At the same time there has maybe never been a better time for great narrative non-fiction that is engaged with the wider world, that explores places and cultures that are far from our ordinary experience. Among contemporary writers, Ian Frazier does remarkable things with voice and narrative structure, the way a long essay like “Canal Street” can lead you through memoir, history, process piece, and back and keep you absolutely engaged the whole time. It’s very, very hard to chart out a structure like that, and he makes it look not only easy but the only logical way a piece could unfold. Likewise John McPhee — there’s so much care in his descriptions, you feel like it provides a blueprint almost for rebuilding whatever world he happens to be focused on, whether it’s sailing ships or cross-country truckers. And David Grann’s ability to spin out intricately plotted and meticulously reported stories that read like detective stories.

David Foster Wallace really cracked open the rules of what many people had thought was possible with the form. The work doesn’t even have to leave town to be an extraordinary exploration: think of a deeply immersive book about life in the South Bronx like Adrian Nicole LeBlanc’s Random Family. Ted Conover has been a friend and mentor for many years, and I’ve always been inspired by his commitment to long-term immersion reporting projects, where he gives a culture and a story a huge amount of time, whether it’s riding the rails with latter-day hoboes or working as a prison guard at Sing Sing. In the same vein, Katherine Boo’s Behind the Beautiful Forevers, based on years of extraordinarily empathetic and immersive reporting in a Mumbai slum, is perhaps the best work of foreign reportage of the last decade.

It really is a golden age for good narrative nonfiction right now; I could go on for ages about some of the writers turning out amazing longform work today: Burkhard Bilger, John Jeremiah Sullivan, David Quammen, Michael Paterniti, Susan Orlean, Tom Bissell, Wells Tower.

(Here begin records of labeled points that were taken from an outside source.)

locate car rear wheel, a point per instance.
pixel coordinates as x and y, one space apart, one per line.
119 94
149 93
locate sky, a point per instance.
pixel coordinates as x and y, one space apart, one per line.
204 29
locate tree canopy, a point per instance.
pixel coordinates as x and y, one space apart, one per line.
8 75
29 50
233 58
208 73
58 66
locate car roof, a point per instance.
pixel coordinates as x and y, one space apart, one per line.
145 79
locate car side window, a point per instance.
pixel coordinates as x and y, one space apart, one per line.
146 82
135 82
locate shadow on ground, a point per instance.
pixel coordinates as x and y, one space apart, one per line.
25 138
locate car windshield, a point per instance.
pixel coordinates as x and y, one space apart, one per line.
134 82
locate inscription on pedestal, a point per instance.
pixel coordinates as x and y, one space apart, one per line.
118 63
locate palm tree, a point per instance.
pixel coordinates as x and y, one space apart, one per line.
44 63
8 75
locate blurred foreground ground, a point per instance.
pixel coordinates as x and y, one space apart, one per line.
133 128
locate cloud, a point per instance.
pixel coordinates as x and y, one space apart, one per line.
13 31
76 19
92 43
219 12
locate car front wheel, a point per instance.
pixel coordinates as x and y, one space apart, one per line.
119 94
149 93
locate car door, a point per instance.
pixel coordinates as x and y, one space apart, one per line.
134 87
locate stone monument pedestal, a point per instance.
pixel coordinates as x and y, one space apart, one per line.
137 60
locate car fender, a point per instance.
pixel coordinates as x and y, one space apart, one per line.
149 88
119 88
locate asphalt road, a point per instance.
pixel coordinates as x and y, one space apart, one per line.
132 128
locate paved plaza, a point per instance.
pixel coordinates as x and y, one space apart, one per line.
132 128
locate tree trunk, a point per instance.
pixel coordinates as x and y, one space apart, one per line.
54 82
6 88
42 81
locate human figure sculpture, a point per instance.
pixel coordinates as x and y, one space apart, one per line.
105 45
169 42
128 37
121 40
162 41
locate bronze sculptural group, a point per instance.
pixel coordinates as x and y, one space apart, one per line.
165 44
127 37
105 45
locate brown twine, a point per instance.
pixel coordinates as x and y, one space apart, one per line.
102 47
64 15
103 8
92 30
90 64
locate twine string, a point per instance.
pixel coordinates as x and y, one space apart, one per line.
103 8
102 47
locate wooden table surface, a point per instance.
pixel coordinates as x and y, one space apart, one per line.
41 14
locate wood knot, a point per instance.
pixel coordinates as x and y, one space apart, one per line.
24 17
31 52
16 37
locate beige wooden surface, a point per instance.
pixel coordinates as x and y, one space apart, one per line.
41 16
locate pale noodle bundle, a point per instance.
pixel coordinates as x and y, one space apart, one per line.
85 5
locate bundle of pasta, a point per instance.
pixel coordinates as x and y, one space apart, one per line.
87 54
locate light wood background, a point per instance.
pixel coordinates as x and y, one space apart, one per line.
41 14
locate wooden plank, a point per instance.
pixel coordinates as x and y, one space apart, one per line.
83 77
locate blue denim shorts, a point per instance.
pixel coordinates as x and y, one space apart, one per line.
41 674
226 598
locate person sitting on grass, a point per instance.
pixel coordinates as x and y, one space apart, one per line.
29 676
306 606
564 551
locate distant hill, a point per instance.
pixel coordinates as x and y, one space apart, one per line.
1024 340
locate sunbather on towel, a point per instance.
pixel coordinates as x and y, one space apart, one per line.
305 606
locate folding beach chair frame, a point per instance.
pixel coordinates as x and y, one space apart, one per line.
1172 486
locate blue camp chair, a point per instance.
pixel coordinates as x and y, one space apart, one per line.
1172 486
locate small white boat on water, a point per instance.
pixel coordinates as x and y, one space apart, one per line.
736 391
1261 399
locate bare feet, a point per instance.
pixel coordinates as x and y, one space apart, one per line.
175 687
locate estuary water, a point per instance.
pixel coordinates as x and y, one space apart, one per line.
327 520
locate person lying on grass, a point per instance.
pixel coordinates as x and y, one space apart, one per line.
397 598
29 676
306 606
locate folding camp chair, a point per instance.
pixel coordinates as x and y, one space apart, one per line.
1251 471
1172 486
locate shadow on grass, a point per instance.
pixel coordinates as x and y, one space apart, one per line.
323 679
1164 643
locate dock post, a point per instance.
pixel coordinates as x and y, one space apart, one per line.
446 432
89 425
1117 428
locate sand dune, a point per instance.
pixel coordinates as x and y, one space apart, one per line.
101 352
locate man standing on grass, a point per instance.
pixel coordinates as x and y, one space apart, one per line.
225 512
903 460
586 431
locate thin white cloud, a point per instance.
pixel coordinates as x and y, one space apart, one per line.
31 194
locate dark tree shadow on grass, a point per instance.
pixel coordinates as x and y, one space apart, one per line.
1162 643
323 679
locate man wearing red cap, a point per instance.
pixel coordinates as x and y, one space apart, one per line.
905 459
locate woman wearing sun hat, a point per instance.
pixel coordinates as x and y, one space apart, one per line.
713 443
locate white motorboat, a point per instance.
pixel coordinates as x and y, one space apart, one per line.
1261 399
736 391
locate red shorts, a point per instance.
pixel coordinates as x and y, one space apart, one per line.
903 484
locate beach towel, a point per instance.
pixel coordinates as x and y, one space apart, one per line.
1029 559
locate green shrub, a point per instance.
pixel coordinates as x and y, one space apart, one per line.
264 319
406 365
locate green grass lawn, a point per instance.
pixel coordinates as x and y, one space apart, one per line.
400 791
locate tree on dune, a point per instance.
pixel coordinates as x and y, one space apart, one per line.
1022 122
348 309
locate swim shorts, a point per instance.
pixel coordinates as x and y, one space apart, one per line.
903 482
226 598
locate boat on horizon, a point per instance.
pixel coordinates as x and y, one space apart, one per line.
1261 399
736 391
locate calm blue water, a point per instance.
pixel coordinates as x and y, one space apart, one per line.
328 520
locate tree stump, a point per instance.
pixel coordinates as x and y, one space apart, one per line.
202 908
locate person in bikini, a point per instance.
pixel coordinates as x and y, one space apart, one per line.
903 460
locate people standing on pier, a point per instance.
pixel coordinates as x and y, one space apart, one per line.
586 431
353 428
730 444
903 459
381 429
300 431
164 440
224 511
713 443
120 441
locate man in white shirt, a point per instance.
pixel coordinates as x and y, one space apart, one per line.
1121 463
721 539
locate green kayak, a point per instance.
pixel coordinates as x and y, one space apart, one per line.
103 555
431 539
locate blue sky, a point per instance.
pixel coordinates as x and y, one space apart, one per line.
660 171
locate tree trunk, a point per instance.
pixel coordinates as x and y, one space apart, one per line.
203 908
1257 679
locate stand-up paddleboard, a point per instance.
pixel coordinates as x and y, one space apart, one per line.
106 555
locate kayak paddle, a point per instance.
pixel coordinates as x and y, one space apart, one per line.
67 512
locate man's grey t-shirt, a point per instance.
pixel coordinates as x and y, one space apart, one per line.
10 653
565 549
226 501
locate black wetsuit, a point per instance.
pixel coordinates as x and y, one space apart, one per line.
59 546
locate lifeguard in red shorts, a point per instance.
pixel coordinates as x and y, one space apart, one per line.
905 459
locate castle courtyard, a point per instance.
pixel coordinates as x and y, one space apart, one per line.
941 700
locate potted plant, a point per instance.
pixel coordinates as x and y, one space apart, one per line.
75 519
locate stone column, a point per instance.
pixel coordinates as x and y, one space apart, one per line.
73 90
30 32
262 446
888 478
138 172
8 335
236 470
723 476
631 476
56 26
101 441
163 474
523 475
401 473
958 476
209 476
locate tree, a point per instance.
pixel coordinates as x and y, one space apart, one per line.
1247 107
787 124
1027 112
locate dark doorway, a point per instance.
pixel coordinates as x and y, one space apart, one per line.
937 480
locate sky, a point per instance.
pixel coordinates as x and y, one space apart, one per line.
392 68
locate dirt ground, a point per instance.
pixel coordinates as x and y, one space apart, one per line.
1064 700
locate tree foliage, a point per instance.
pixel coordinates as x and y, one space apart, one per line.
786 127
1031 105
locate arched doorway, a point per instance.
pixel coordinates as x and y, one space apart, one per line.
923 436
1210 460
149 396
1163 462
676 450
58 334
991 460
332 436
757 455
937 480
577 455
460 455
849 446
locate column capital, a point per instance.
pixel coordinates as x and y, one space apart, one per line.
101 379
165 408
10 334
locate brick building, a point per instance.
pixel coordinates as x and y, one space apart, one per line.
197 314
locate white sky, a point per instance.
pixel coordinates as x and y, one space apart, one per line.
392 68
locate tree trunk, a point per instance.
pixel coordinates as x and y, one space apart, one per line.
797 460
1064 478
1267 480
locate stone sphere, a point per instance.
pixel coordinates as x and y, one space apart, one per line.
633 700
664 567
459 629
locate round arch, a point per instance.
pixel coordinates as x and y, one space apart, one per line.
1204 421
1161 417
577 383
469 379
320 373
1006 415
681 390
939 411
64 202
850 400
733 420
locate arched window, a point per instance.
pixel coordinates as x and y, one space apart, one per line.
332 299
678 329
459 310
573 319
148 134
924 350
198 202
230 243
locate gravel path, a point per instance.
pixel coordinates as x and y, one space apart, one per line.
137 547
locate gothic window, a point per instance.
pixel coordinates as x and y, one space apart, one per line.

And there are so many new platforms available to bring work to a broader audience. I could spend weeks digging into the vast archives on Byliner or Longreads or Longform. And e-publishers like The Atavist, which sent me on a gonzo journey to Papua New Guinea to report on an expedition, are really revolutionizing both the experience of reading narrative nonfiction and the means of making it economically viable.

What advice and/or warnings would you give to someone who is considering going into travel writing?

First thing, try not to think of it as travel writing. There’s nothing inherently wrong with going to a far-off place and crafting a first-person narrative, or being a character in your own writing, but if all you come away from on a journey is a sense of how it personally transformed you, and what it meant to you, then you haven’t really gone anywhere but inside your own head. It’s a huge and very interesting world, but a good deal of being able to see that has to do with letting go of as much of the cultural baggage you are lugging with you as possible. This has to do with giving yourself enough time, and talking to enough people to get a real sense of the place you’re in. Which is very difficult to do on a two-week vacation. You need to be as clear-eyed as possible, and it really helps to read deeply about the place you’re going before you get there. If you’re in a foreign city, read the local papers, maybe even take local news reporters out to lunch to get the lay of the land. The privilege of travel comes with a responsibility: if you want to create meaningful work, you’ll need to really be engaged and connected with the place you’re going.

Get extra pages put in your passport. Hep A and B and typhoid boosters are not optional. Don’t be afraid to get dirty, and don’t be afraid to be bored. And don’t expect to get rich doing it. It’s a huge logistical challenge to take care of a family. Other than that, it’s the greatest job in the world.

What is the biggest reward of life as a travel writer?

I haven’t worked in an office in eleven years.